The minister, who is on a tour of Western Province, says with sufficient empowerment, such as training in bee-keeping, charcoal burners can stop to economically depend on charcoal burning and start earning their income from honey processing.

Honey production is a lucrative business owing to the favourable price at which the commodity fetches both on the local and the international market.

In areas like Lusaka, Ndola and Kitwe, a 2.5 litre container of honey fetches at K250, a price that draws suppliers from far flung places like North Western Province.

Mpunde Wild Honey, a Chinese-run company located in Kabwe, is earning millions of dollars in organic honey exports to China where demand is ever on the rise.

This shows that with sufficient empowerment, honey production has the potential to significantly boost incomes for local producers and also help in preserving forests.

Preservation of local forests is one of the key objectives of the New Dawn Government which believes that in the near future, jobs will come out of a flourishing green economy that can generate forestry products like honey and timber.

Such products have massive economic potential.

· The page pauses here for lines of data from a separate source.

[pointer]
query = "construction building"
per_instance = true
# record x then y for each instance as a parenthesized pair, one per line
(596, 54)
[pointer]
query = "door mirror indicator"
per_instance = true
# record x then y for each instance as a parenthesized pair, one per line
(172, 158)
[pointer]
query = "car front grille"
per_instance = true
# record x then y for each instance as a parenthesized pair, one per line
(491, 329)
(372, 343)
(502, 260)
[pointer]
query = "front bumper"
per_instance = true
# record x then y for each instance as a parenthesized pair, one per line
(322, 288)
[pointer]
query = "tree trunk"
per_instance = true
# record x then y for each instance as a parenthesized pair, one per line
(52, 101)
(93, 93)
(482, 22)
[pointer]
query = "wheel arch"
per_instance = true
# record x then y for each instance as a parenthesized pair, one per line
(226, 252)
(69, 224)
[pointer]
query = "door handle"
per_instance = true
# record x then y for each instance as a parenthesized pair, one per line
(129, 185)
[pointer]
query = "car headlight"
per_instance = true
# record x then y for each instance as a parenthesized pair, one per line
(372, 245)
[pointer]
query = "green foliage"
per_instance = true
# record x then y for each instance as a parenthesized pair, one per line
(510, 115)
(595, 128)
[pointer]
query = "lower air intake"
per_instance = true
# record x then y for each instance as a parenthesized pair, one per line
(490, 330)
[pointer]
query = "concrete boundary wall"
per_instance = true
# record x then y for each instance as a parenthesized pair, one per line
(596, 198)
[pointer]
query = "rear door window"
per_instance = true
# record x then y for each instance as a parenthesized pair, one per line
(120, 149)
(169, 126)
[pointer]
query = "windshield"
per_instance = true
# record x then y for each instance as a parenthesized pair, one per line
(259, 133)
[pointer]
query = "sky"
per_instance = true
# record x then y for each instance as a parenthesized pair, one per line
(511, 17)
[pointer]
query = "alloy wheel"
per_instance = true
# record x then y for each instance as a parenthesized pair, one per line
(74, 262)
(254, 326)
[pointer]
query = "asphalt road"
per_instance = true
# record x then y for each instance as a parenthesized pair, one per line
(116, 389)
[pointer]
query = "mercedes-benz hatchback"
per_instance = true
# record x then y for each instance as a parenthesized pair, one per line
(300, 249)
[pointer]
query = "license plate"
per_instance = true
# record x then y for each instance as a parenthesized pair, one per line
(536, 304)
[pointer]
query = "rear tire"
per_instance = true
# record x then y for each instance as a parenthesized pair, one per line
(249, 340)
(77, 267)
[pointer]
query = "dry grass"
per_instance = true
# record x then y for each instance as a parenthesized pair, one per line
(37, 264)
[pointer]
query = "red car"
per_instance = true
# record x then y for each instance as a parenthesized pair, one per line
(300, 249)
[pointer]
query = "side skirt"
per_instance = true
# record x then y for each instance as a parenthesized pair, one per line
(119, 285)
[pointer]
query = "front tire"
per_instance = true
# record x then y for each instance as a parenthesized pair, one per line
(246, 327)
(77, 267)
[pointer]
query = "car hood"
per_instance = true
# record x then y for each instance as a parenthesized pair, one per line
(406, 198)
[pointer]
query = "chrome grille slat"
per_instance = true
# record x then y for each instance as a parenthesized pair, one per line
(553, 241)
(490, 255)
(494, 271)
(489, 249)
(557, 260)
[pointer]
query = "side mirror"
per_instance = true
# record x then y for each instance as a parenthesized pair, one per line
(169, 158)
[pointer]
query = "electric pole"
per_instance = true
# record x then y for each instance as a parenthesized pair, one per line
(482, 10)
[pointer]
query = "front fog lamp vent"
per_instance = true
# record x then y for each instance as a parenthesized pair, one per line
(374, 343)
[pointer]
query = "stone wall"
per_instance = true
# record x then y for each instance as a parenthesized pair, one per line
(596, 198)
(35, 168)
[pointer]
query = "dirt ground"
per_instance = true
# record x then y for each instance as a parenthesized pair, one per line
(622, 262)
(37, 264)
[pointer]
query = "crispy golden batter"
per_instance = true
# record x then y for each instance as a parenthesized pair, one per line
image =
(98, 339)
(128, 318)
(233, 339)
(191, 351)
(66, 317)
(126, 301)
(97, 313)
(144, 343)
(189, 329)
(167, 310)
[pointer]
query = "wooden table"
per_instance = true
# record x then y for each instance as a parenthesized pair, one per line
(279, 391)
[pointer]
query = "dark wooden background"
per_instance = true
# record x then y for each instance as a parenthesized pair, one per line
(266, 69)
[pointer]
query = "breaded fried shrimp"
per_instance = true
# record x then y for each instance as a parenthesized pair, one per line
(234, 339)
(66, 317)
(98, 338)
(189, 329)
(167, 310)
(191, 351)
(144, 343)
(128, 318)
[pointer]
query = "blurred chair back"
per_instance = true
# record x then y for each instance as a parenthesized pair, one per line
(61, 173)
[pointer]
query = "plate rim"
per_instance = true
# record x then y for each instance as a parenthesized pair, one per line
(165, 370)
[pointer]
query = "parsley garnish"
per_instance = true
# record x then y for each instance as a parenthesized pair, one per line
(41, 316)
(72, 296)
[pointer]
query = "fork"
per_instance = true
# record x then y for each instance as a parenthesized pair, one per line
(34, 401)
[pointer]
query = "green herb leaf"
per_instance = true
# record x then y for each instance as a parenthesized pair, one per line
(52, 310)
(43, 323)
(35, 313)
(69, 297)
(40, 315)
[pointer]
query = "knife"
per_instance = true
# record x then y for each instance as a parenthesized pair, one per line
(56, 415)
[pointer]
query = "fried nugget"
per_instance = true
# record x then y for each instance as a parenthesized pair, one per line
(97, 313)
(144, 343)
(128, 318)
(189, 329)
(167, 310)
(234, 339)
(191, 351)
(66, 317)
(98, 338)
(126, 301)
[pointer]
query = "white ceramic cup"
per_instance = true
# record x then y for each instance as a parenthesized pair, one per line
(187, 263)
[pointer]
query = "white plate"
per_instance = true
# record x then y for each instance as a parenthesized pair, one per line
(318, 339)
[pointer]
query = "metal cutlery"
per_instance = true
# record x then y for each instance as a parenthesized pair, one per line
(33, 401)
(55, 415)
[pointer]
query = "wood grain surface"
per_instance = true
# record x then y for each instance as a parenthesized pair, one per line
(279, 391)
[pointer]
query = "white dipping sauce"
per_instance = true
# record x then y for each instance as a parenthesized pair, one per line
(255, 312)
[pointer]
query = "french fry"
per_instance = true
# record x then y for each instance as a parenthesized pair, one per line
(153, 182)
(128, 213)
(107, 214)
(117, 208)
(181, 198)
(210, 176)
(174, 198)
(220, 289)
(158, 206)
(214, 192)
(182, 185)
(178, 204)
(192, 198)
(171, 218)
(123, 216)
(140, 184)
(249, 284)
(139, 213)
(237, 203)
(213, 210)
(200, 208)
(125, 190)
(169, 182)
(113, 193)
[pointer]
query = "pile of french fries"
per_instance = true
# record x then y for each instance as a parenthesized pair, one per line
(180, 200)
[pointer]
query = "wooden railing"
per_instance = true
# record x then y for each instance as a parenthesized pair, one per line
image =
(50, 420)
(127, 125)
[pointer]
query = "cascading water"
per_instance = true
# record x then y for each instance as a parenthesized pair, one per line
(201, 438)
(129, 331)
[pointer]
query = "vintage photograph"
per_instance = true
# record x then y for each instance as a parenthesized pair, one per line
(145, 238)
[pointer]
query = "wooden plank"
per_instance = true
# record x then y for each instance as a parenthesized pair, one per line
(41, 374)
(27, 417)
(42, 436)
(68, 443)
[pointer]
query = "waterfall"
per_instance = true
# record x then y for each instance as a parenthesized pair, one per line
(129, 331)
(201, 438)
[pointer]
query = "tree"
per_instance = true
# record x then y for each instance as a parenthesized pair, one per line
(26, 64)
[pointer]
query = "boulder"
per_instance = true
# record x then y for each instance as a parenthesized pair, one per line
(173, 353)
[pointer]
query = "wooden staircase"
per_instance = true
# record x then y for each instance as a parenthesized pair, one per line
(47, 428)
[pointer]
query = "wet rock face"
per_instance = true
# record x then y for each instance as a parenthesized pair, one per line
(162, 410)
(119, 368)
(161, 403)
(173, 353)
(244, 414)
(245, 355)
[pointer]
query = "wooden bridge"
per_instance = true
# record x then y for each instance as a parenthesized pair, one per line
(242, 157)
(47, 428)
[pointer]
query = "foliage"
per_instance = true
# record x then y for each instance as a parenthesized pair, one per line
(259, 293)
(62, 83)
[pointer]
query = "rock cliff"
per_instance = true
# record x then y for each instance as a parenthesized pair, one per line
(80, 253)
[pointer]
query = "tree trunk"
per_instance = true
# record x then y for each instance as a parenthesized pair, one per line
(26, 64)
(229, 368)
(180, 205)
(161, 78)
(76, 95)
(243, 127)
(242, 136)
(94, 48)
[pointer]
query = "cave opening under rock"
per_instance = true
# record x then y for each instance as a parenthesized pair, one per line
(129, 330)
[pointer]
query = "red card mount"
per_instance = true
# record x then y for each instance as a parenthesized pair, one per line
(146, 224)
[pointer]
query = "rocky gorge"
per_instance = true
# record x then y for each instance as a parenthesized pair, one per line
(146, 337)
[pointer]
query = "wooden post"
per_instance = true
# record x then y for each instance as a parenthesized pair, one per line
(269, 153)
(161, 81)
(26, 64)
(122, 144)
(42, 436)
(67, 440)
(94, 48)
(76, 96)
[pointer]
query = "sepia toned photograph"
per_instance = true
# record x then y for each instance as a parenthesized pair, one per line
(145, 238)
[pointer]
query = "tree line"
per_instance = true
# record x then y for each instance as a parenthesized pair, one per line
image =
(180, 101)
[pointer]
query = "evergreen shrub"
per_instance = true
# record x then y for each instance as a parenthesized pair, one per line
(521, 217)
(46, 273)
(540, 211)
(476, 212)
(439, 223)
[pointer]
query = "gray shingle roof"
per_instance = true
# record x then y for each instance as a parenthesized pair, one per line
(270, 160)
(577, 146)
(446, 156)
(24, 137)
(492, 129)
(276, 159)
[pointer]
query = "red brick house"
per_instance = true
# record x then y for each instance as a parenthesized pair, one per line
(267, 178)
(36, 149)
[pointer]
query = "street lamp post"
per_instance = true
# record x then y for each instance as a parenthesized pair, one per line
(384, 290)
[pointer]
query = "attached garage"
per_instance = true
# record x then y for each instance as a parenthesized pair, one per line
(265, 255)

This is the reason why President Hakainde Hichilema formed the Ministry of Green Economy and Environment as part of the list of Government ministries to safeguard the environment and also boost green jobs that will also address deforestation.

Protecting the environment by not cutting down trees will also mean safeguarding economic sectors such as tourism, which is a multi-billion dollar industry supporting international travel; local, regional and global trade; as well as hydroelectricity generation, which is critical to Zambia's economy.

By unlocking the green economy, Zambia will also unlock jobs in production and processing of forestry products like honey, timber, seasonal foodstuffs like wild fruits, edible insects and mushrooms which impact economies of local communities and the entire country.